Politics & Polls: The Mueller Report Book Club

May 9, 2019
By:
Sarah M. Binder
Source:
Woodrow Wilson School
Tags: 
Law, Politics

Episode #138: Volume I Featuring Marcy Wheeler

Hundreds of former federal prosecutors asserted in a recent statement that, were Donald Trump not the President, he would have been charged with obstruction of justice based on findings contained in Special Counsel Robert Mueller's (Class of 1966) report. As the aftermath of the report continues to unfold, what should Americans retain and understand from the document itself?

In part one of a three-episode series, independent journalist Marcy Wheeler joins Professors Julian Zelizer and Sam Wang in a deep-dive look at Volume I — which examines whether there was conspiracy or coordination between Trump’s associates and the Russian government on its election interference efforts, and describes in detail activities not deemed criminal but likely to be considered political graft.

Marcy Wheeler writes about national security and civil liberties at her eponymous blog, emptywheel. She also publishes at outlets including Motherboard, the New Republic, and Al Jazeera, and appears frequently on television and radio. Blogging full-time since 2007, Wheeler was declared an internet human rights hero by Access Now. She serves on the advisory committee for the House Fourth Amendment Caucus and as a senior fellow at GWU’s Center for Cyber & Homeland Security. She holds a Ph.D. in comparative literature from the University of Michigan.

Episode #139: Volume II Featuring Quinta Jurecic

Last week, former White House Counsel Don McGahn — a key figure in Volume II of the Mueller Report — reportedly was instructed by the Trump administration not to comply with a subpoena from House Judiciary Chairman Jerry Nadler for documents and testimony related to the Committee’s obstruction of justice investigation. 

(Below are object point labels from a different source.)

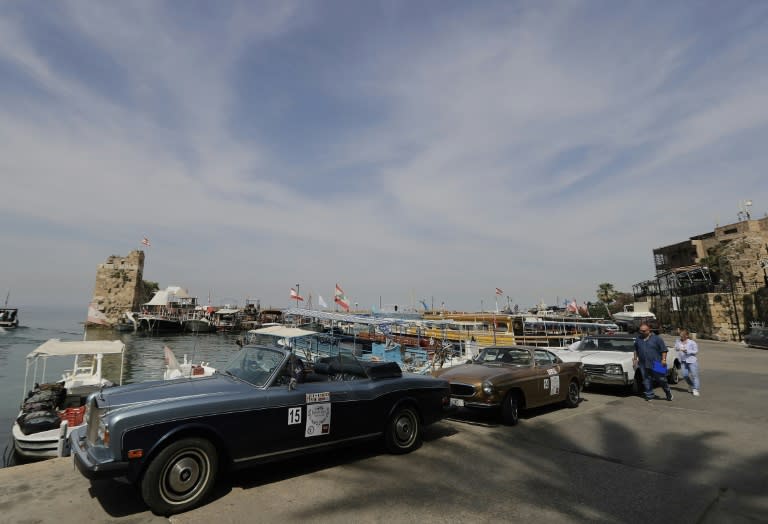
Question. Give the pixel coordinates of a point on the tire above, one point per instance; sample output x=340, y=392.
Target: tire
x=574, y=395
x=403, y=432
x=674, y=375
x=180, y=476
x=510, y=410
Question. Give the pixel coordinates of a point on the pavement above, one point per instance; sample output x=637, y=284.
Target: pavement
x=614, y=458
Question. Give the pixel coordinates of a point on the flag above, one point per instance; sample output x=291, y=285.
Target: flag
x=340, y=298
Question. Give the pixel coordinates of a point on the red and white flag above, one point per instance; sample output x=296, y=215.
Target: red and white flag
x=340, y=298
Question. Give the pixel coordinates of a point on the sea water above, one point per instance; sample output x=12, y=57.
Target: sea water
x=144, y=357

Continuing our Mueller Report book club, journalist Quinta Jurecic joins Julian Zelizer and Sam Wang to give listeners a roadmap to Volume II. They examine the elements comprising obstruction of justice, instances of the President’s conduct Mueller weighed against the criminal statutes (including previous orders he gave McGahn), and why Mueller felt barred by existing Justice Department policy from indicting Trump — yet explicitly states the report does not exonerate him.

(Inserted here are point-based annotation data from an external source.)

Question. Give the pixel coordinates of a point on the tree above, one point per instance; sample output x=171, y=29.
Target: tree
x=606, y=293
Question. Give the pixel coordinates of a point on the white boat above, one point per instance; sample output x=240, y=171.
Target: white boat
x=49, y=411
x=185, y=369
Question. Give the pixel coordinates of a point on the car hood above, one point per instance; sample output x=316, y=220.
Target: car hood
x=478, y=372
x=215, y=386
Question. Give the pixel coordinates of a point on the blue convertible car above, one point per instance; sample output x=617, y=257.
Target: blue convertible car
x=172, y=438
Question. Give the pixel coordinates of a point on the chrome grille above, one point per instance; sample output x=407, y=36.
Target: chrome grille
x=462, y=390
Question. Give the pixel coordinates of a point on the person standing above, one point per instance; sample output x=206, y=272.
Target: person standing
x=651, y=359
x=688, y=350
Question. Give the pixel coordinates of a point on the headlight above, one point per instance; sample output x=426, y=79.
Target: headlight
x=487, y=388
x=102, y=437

Jurecic is the managing editor of Lawfare and a contributing writer to The Atlantic. She writes about politics, legal issues, and the rule of law. She previously served as an editorial writer for The Washington Post and as Lawfare's associate editor.

ABOUT THE HOSTS

Zelizer has been among the pioneers in the revival of American political history. He is the Malcolm Stevenson Forbes, Class of 1941 Professor of History and Public Affairs at Princeton University and a CNN political analyst. He has written more than 900 op-eds, including his popular weekly column for CNN.com and The Atlantic. This year, he is the distinguished senior fellow at the New York Historical Society, where he is writing a biography of Rabbi Abraham Joshua Heschel for Yale University's Jewish Lives Series. He is the author and editor of more than 19 books including, “The Fierce Urgency of Now: Lyndon Johnson, Congress, and the Battle for the Great Society,” the winner of the D.B. Hardeman Prize for the Best Book on Congress. In January 2019, Norton will publish his new book, co-authored with Kevin Kruse, “Fault Lines: A History of the United States Since 1974.” In spring 2020, Penguin Press will publish his other book, “Burning Down the House: Newt Gingrich, The Fall of a Speaker, and the Rise of the New Republican Party.” He has received fellowships from the Brookings Institution, the Guggenheim Foundation, the Russell Sage Foundation and New America.

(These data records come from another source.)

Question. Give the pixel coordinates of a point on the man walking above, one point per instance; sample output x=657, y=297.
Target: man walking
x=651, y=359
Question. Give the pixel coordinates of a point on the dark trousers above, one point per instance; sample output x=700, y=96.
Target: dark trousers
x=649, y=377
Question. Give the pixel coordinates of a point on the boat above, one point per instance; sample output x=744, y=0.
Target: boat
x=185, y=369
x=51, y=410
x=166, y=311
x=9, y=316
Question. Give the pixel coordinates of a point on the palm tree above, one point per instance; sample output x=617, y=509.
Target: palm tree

Wang is a professor at Princeton University, appointed in neuroscience with affiliate appointments in the Program in Law and Public Affairs and the Center for Information Technology Policy. An alumnus of Caltech, where he received a B.S. with honors in physics, he went on to earn a Ph.D. in neuroscience from the Stanford University School of Medicine. He conducted postdoctoral research at Duke University Medical Center and at Bell Labs Lucent Technologies. He has also worked on science and education policy for the U.S. Senate Committee on Labor and Human Resources. He is noted for his application of data analytics and poll aggregation to American politics. He is leading an effort at the Princeton Gerrymandering Project to build a 50-state data resource for legislative-quality citizen redistricting. His work to define a state-level legal theory to limit partisan gerrymandering recently won Common Cause’s Gerrymandering Standard Writing Contest. His neuroscience research concerns how the brain learns from sensory experience in early life, adulthood and autism.